There's no surer test right now as to whether a model understands some words than asking it to draw them — and text-to-image models keep getting better. Google's "Pathways Autoregressive Text-to-Image" or Parti model looks to be one of the best yet, but it's difficult to compare it to the competition (DALL-E et al.) without access, which is something few of the models offer. You can read about the Parti approach here, at any rate.
One interesting aspect of the Google write-up is showing how the model works with increasing numbers of parameters. See how the image improves gradually as the numbers increase:
The prompt was "A portrait photo of a kangaroo wearing an orange hoodie and blue sunglasses standing on the grass in front of the Sydney Opera House holding a sign on the chest that says Welcome Friends!" Image Credits: Google
Does this mean the best models will all have tens of billions of parameters, meaning they'll take ages to train and run only on supercomputers? For now, sure — it's sort of a brute force approach to improving things, but the "tick-tock" of AI means that the next step isn't to just make it bigger and better, but to make it smaller and equivalent. We'll see who manages to pull that off.
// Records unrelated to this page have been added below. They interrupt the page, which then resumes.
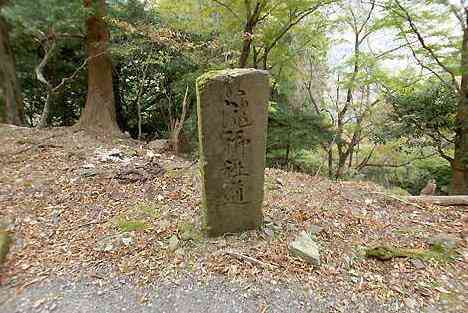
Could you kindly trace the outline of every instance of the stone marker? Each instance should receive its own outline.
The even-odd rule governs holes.
[[[197,98],[206,231],[255,229],[263,221],[268,72],[206,73],[197,80]]]

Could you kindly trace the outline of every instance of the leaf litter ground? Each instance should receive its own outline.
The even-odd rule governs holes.
[[[462,238],[463,208],[415,206],[371,183],[267,169],[262,229],[206,238],[196,162],[74,128],[0,125],[0,146],[0,219],[15,237],[0,283],[18,292],[52,275],[141,285],[192,275],[294,283],[341,295],[342,308],[360,297],[446,312],[468,305],[466,240],[451,260],[365,257],[377,245],[426,249],[436,234]],[[318,268],[287,248],[311,228]]]

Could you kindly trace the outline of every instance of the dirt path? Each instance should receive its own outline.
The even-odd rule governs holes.
[[[177,284],[156,283],[147,288],[137,287],[125,279],[47,279],[19,295],[1,290],[0,303],[3,303],[2,313],[421,312],[411,302],[378,304],[362,297],[343,302],[343,295],[323,299],[297,285],[241,284],[221,278],[208,281],[184,278]]]
[[[370,183],[267,169],[263,227],[206,238],[190,160],[69,128],[0,125],[0,147],[0,223],[15,236],[0,274],[1,297],[10,297],[1,313],[120,305],[176,312],[176,304],[180,312],[261,313],[468,307],[464,208],[411,206]],[[320,267],[288,252],[311,228]],[[365,256],[382,244],[426,251],[440,234],[455,238],[453,257]],[[139,304],[145,292],[152,306]],[[61,298],[41,303],[50,293]]]

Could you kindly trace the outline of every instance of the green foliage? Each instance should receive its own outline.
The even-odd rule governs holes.
[[[453,137],[457,94],[451,86],[428,81],[389,93],[387,101],[393,107],[390,117],[396,136],[439,142]]]
[[[270,165],[288,165],[304,150],[312,151],[331,137],[323,117],[270,103],[267,160]]]

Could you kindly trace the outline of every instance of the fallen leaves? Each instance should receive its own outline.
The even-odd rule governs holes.
[[[22,288],[44,273],[93,271],[109,278],[100,274],[108,270],[142,284],[218,273],[236,280],[294,280],[330,294],[352,290],[376,299],[408,294],[437,299],[449,290],[441,277],[462,277],[467,271],[462,258],[450,266],[428,261],[416,268],[406,257],[389,262],[364,257],[367,247],[424,247],[440,231],[462,233],[464,212],[456,208],[417,207],[372,184],[267,169],[265,227],[206,238],[193,162],[149,153],[130,140],[100,142],[67,129],[40,132],[38,138],[49,138],[44,144],[53,149],[29,149],[13,155],[11,163],[0,156],[5,164],[0,167],[0,218],[13,219],[16,233],[5,274]],[[5,153],[13,154],[38,135],[2,126],[0,133]],[[133,165],[124,162],[128,159]],[[83,168],[95,169],[96,175],[80,176]],[[311,225],[320,229],[323,264],[318,270],[287,249]],[[96,251],[102,238],[117,239],[109,241],[108,251]]]

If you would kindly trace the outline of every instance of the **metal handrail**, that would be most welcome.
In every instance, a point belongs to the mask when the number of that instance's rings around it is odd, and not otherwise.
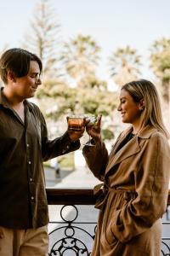
[[[48,205],[94,205],[95,197],[93,189],[56,189],[47,188]],[[167,198],[170,206],[170,190]]]

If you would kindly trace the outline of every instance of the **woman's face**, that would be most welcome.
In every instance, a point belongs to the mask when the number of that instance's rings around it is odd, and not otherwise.
[[[122,122],[138,125],[142,113],[142,102],[135,102],[131,95],[124,89],[121,90],[120,104],[117,110],[121,113]]]

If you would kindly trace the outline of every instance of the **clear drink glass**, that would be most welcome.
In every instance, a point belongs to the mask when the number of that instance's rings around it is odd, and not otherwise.
[[[86,119],[89,120],[90,123],[93,123],[94,125],[95,122],[97,121],[97,117],[95,115],[91,115],[91,116],[89,115],[89,116],[86,116]],[[94,147],[94,146],[91,143],[91,137],[90,137],[90,135],[89,135],[89,141],[85,145],[90,146],[90,147]]]

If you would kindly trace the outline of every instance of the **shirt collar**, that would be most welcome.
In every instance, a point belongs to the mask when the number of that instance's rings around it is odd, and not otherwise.
[[[3,94],[3,88],[4,87],[1,87],[1,90],[0,90],[0,105],[3,105],[3,107],[6,107],[6,108],[10,108],[10,105],[8,104],[8,100]]]
[[[6,96],[3,94],[3,88],[4,87],[2,87],[1,90],[0,90],[0,105],[3,105],[5,108],[11,108],[10,105],[8,104],[8,102]],[[24,101],[24,104],[25,104],[25,106],[26,106],[26,107],[29,108],[30,111],[32,111],[32,109],[33,109],[34,107],[33,107],[33,105],[29,101],[25,100]]]

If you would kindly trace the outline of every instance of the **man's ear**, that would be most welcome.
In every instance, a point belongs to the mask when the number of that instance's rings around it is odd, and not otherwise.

Not one to be left out of the fun, Meta also showed off a generative AI model this week, though one that it claims gives more agency to artists using it. Having played with these generators a lot myself, part of the fun is seeing what it comes up with, but they frequently come up with nonsensical layouts or don't "get" the prompt. Meta's Make-A-Scene aims to fix that.
Animation of different generated images from the same text and sketch prompt. Image Credits: Meta
It's not quite an original idea -- you paint in a basic silhouette of what you're talking about and it uses that as a foundation for generating an image on top of. We saw something like this in 2020 with Google's nightmare generator. This is a similar concept but scaled up to allow it to create realistic images from text prompts using the sketch as a basis but with lots of room for interpretation. Could be useful for artists who have a general idea of what they're thinking of but want to include the model's unbounded and weird creativity.
Like most of these systems, Make-A-Scene isn't actually available for public use, since like the others it's pretty greedy computation-wise. Don't worry, we'll get decent versions of these things at home soon.